Nearly one in four workers say they don't trust their employers, according to a recent survey by the American Psychological Association. And only about half believe their employer is open and up-front with them.
In the aftermath of the Great Recession, many companies have to work harder than ever to regain trust in their organization, experts say.
"We're seeing the impact of the bad economy and all the different things organizations had to do to weather that storm," explains David W. Ballard, head of the APA's Center for Organizational Excellence in Washington, D.C. "Employees aren't quick to forget if they weren't treated well when the chips were down."
During the depths of the recession in 2009, about two-thirds of workers said their company had to take reactive steps including pay cuts or reduction in benefits, he notes. Such actions can undermine trust, particularly if the company wasn't up-front about them.

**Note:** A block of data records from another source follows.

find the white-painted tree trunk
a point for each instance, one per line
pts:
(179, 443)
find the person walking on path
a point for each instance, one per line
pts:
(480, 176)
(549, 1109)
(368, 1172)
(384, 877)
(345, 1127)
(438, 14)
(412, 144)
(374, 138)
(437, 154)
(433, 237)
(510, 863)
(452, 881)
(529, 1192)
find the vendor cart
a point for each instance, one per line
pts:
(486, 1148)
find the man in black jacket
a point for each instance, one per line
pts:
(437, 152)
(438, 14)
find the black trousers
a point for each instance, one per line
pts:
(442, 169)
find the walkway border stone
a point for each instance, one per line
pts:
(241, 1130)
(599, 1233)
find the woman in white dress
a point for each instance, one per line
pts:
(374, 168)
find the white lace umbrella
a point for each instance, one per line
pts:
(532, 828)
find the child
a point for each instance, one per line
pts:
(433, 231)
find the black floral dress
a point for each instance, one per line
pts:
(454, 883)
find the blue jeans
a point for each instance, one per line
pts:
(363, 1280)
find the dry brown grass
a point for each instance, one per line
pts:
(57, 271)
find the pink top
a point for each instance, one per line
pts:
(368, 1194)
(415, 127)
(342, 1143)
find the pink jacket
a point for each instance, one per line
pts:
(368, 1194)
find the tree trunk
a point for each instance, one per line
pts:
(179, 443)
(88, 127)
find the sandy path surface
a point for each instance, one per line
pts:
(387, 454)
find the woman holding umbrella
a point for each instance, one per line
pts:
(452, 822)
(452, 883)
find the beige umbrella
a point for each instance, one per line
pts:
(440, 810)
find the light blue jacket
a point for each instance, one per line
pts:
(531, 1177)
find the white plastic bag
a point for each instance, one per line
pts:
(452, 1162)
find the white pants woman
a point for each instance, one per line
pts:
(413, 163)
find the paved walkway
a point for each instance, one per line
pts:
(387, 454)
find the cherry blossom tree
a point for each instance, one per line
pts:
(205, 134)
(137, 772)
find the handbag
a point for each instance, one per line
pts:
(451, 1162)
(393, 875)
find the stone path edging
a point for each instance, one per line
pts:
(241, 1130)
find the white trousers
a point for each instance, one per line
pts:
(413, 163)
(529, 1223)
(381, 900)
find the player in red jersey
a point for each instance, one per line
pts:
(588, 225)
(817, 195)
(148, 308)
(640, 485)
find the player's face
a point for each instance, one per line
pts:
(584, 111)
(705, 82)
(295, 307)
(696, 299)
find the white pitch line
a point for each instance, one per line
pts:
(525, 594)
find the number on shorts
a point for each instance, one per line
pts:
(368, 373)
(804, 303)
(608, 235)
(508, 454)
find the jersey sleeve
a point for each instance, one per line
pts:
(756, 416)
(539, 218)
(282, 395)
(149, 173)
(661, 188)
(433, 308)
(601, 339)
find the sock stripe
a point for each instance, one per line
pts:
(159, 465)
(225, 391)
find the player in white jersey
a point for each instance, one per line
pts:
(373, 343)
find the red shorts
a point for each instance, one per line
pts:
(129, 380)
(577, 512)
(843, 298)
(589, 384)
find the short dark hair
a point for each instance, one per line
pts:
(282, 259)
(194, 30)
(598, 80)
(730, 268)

Workers reported having more trust in their company when the organization recognized employees for their contributions, provided opportunities for involvement and communicated effectively, Ballard says.
Connect: "You need connection for trust," says Judith E. Glaser, author of "Conversational Intelligence" (Bibliomotion: $27.95) and CEO of Manhattan-based Benchmark Communications Inc., which focuses on culture change within organizations.
Often leaders just "tell, sell and yell," she says. They tell employees how it's going to be and then sell them on it, and yell if they don't understand. Frequently, they fail to provide a context for why they're doing something.
"Without the context, people get frightened," says Glaser, noting leaders need to do less telling and more listening and discovering.
Ask questions: They need to talk to their people and ask more "discovery" questions -- for which they don't have answers -- enabling them to connect with their people and getting them to open up, she says.
Ask questions like 'What would it take to bring us together on an idea?' or 'What are some assumptions you have that you've never shared before?' Glaser says.
Identify problems: If there are trust issues within your organization, try to identify where the trust is broken, suggests Siobhan Murphy, executive coach at The Quest Connection, a Bay Shore-based leadership development firm.
Sometimes it's individual bosses that are the problem, while other times the problem may be broader, she notes.
Look for a targeted solution, she suggests. Ask: "Do we have policies and procedures, and are they implemented across the board?" "Are people treated fairly?" "Do we listen to our people?"
Take simple actions that don't cost a lot but go a long way. "One is a simple acknowledgment like a thank-you," Murphy says. "Acknowledgment is a fundamental humanneed, and when that need is met it's easier to trust."
Also ask whether company leaders "walk the talk," she says. For instance, if the organization says it values professional development but doesn't make the time or budget available for it, that can undermine trust, Murphy notes.
Don't let situations fester, advises Rob Basso, president of Advantage Payroll Services, a Freeport payroll processing and human resources provider, and author of "The Everyday Entrepreneur" (Wiley; $24.95). Work through it with the parties involved; don't pretend it's not happening, he suggests.
Stand behind decisions your employees make even if they're not the decisions you'd make, Basso says. Show them you trust them and their abilities.
And give employees opportunities to be heard, he says. Advantage holds weekly sales meetings, monthly all-staff meetings and biweekly management meetings.
"People aren't afraid to speak up when they know their voice will be heard," he says.